Which Tinned Fish Is The Best For Glowing Skin?

If the sound of the lid being peeled off a small metal can tantalizes your taste buds, you’ve come to the right place. Where I’m right is in 2026, the year canned oily fish catapults from a trendy pantry staple to the most talked about topic among skincare enthusiasts. A rich source of omega-3 anti-inflammatory fatty acids before bed and Protein, there’s a lot of goodness packed into these little cans. We heard from two experts to learn more about why incorporating oily fish into your diet is so beneficial.

Which fish are oily fish?

Nutritionist and functional medicine practitioner Farzanah Nasser uses a handy acronym to help remember which fish contain the anti-inflammatory EPA and DHA omega-3 fatty acids: SMASHT.

Sadins

A good source of omega-3, calcium (if bones are included), selenium, and vitamins D and B12. Each 100 grams of sardines contains 20 to 22 grams of protein.

medium sizeAkrel

Is a good source of omega-3 as well as vitamins D and B12. Each 100 grams of mackerel contains 20 to 25 grams of protein.

oneanchovies

Is a good source of omega-3 and calcium, and is low in mercury. Anchovies are rich in micronutrients such as iodine and selenium, and contain about 20 to 24 grams of protein per 100 grams.

SAlmonds (canned)

Excellent source of omega-3, rich in B vitamins and high quality protein. Wild salmon tends to contain more beneficial fatty acids, and it’s cheaper to buy canned wild salmon than fresh salmon. Canned wild salmon contains 25 to 30 grams of protein per 100 grams.

Hmake mistakes

One serving of canned (or canned) herring provides all your daily vitamin D needs and is rich in omega-3 fatty acids, vitamin B12, selenium and iron. Herring canned in water or natural oil contains 18 to 21 grams of protein per 100 grams.

timerout

Rich in omega-3 fatty acids, vitamins D and B12, as well as selenium and niacin. Canned trout contains 20 to 24 grams of protein per 100 grams.

What are omega-3s?

Omega-3 fatty acids are essential polyunsaturated fats that the body needs but cannot produce on its own. This means we need to consume them through supplements or diet. There are three main types of omega-3 fatty acids: ALA (alpha-linolenic acid), EPA (eicosapentaenoic acid), and DHA (docosahexaenoic acid).

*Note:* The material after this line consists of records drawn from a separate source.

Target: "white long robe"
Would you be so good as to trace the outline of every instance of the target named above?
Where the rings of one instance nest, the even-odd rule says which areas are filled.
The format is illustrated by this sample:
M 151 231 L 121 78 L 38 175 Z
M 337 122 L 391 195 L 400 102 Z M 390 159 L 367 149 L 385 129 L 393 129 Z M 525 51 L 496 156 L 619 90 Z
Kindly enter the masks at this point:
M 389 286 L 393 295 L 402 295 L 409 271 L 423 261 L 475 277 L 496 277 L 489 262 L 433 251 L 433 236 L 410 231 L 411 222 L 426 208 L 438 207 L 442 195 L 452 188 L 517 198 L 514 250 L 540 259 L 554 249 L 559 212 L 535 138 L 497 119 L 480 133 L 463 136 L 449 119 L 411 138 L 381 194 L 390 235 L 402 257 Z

  • ALA is found in vegetable oils such as flaxseed oil, soybean oil, and chia seed oil.
  • EPA and DHA are found in fatty fish such as salmon, mackerel and sardines.

Omega-3 fatty acids are beneficial for everything from lowering inflammation, lowering triglycerides (thus lowering the risk of heart disease, heart attacks, and strokes), lowering blood pressure, and supporting brain, immune, and hormonal health.

How does oily fish improve skin?

Nasser explains that from a functional medicine perspective (trying to get to the root cause of a problem rather than just treating symptoms), skin health often reflects “gut health, inflammatory load, nutritional status and cell membrane integrity.”

“For example, oily fish like sardines are rich in EPA and DHA (long-chain omega-3 fatty acids), which help reduce inflammation, support skin barrier function and improve hydration – all key factors in a healthy ‘radiant’ look.”

Small oily fish are also a source of vitamin D, selenium, zinc and high-quality protein, all of which are necessary for collagen production, antioxidant defense and tissue repair.

Which oily fish is best for skin health?

Nutritionist and functional medicine practitioner Rose Ferguson says sardines are the way to go. “Compared to many other canned fish, such as mackerel, salmon and tuna, sardines tend to contain more omega-3s per gram, as well as moderate amounts of vitamins D, B12 and selenium, all of which help control inflammation, support collagen and protect against oxidative damage to the skin.”